"Ve kâinatın zîhayatları içinde en ziyade ihtiyaçlısı, Ve hadsiz fakrıyla ve acziyle beraber hadsiz maksatları ve arzuları ve nihayetsiz düşmanları..." İzah eder misiniz?
Değerli Kardeşimiz;
"Ve kâinatın zîhayatları içinde en ziyade ihtiyaçlısı, Ve hadsiz fakrıyla ve acziyle beraber hadsiz maksatları ve arzuları ve nihayetsiz düşmanları ve onu inciten zararlı şeyleri bulunan bir biçare zîhayatı,.."
İnsan fıtraten nihayetsiz aciz ve fakirdir.
Her insan sonsuz fakir ve sonsuz âciz yaratılmıştır. İhtiyaçları sonsuz olduğu için sonsuz fakirdir, bunların hiçbirini kendi güç ve kuvvetiyle yapamadığı cihetle de sonsuz acizdir. İnsanın aczi ve fakrı nihayetsizdir. İnsan havadan suya, denizden, aya, geceden gündüze, uyumadan uyanmaya, öldükten sonra yeniden dirilmeye kadar pek çok şeye muhtaçtır.
Ne gözümüz, ne kulağımız, ne elimiz, ne ayağımız, ne ciğerimiz, ne midemiz, hiçbiri bizim değil; hepsi Allah’ın bize birer ihsanı ve emaneti.
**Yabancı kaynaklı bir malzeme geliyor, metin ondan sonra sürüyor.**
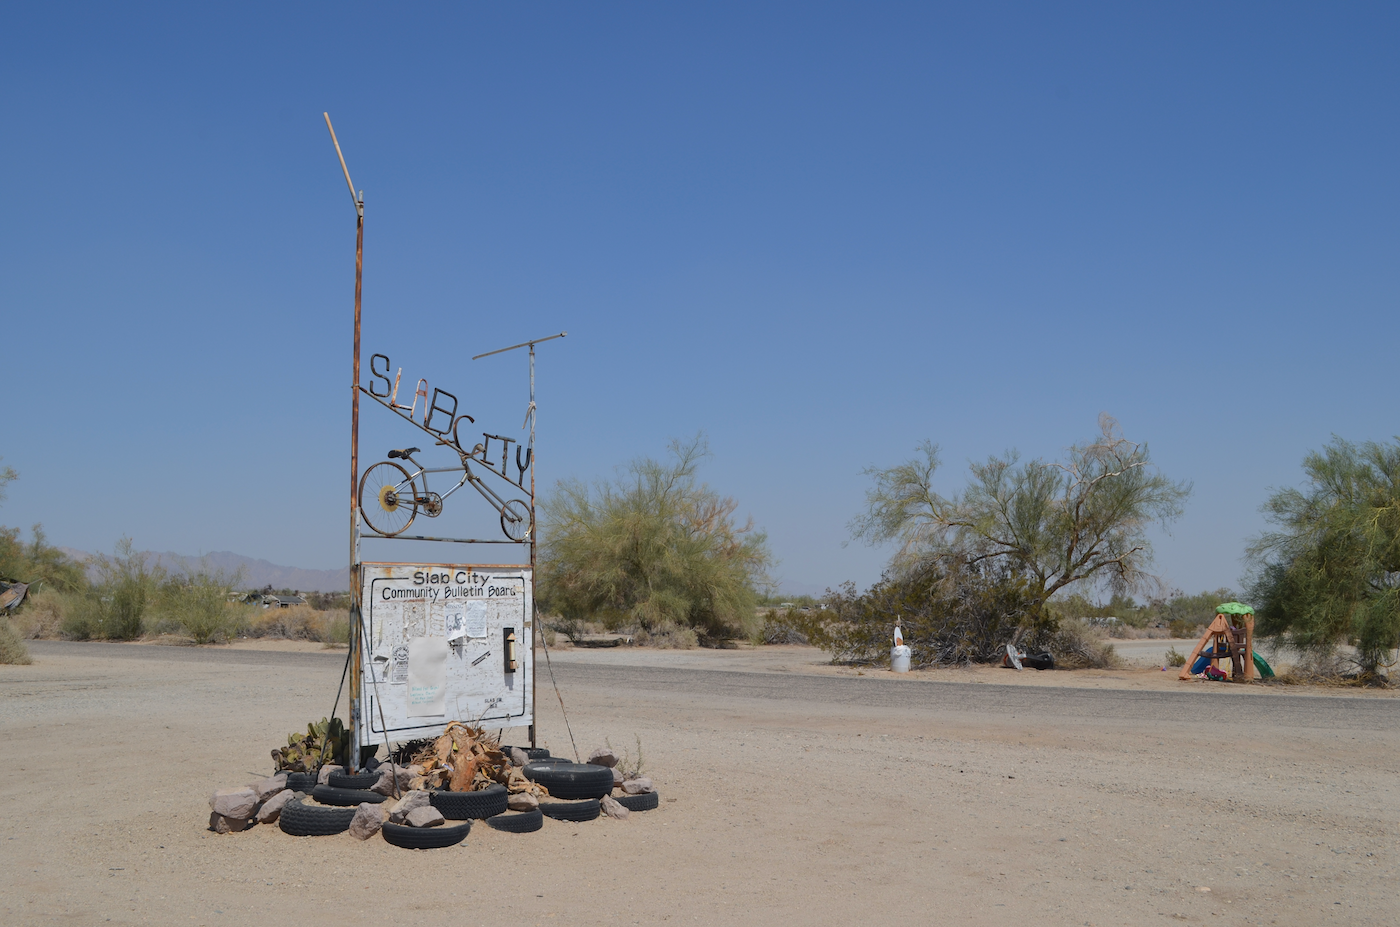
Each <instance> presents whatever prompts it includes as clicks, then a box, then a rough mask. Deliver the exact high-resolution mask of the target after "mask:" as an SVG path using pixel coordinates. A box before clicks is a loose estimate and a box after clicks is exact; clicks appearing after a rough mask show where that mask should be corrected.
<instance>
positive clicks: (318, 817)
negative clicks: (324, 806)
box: [277, 795, 356, 837]
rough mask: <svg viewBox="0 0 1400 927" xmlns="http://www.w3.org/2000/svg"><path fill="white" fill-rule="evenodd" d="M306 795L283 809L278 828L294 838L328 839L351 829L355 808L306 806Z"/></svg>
mask: <svg viewBox="0 0 1400 927" xmlns="http://www.w3.org/2000/svg"><path fill="white" fill-rule="evenodd" d="M304 800H305V795H297V797H295V798H293V800H291V801H288V802H287V804H286V805H283V807H281V814H279V815H277V826H280V828H281V829H283V832H286V833H290V835H291V836H294V837H326V836H330V835H332V833H344V832H346V830H349V829H350V821H351V818H354V812H356V809H354V808H323V807H321V805H304V804H302V801H304Z"/></svg>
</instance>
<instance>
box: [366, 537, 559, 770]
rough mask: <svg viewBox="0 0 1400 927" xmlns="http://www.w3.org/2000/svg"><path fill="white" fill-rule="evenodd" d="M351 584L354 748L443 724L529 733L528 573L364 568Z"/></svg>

Bedenimizi kuşatan şu varlık âleminde de ne hava, ne su, ne güneş, ne ay hiçbiri bizim değil. Hepsi Rabbimizin ihsanı ve ikramı. Bu tablo bizim sonsuz fakrımızı gösterirken, bu varlıkların hiçbirini yapmaya gücümüz yetmemesi de sonsuz aczimizi gösterir.
İşte sonsuz âciz ve fakir olan bu insanın hem bedenindeki, hem haricî âlemdeki faaliyetlerden sayılamayacak kadar çok yardımlar görmesi onun vicdanını, bu “nokta-i istinâd” ve “cihet-i istimdâd” vecheleriyle, Hâlıkına teveccüh ettirir. Vicdan yakinen bilir ki bu işler ve yardımlar insan iradesinin çok ötesindedir ve ancak Allah’ın kudret ve rahmetiyle olmaktadır. Bunun için, insan sonsuz aciz ve fakir olduğunu bilip, kudreti sonsuz ve hazineleri nihayetsiz olan Allah’a sığınmalı, O’na iltica etmeli, O’ndan medet dilemelidir. Zaten kulluğun esası ve hakikati de bundan ibarettir.
Allah, insanı ibadet ve kulluk için yaratmıştır. İnsanın her şeyin dizgininin ve terbiyesinin Allah’ın kudret elinde olduğunu anlaması ve buna tam bir acziyet ile teslim olması, ancak iman ve ibadet ile mümkündür. Bunun dışındaki hiç bir felsefî ve beşerî cereyan bunu temin edemez; tam aksine insanı gurura sevk eder, acz ve fakrını unutturur, nefsinin esiri eder, bir Firavun şekline dönüştürür.
İnsanı Allah’a yaklaştıran, O’na iltica ettiren en mühim iki esas, fıtratındaki nihayetsiz acizlik ve fakirliktir.. Nasıl bebeğin çaresiz ve zayıf hali anne ve babasını ona hizmetçi yapıyor ise, aynı şekilde insan da nihayetsiz acizliği ve fakirliği ile Allah’ın nihayetsiz kudret ve zenginliğini kendine cezb ediyor ve O’nun nazarında nazlı bir bebek gibi oluyor. İşte insan kibir ve benlik davası yerine bu acz ve fakr kanalını işletse her şey ona itaatkâr olur her şey ona ihsan edilir.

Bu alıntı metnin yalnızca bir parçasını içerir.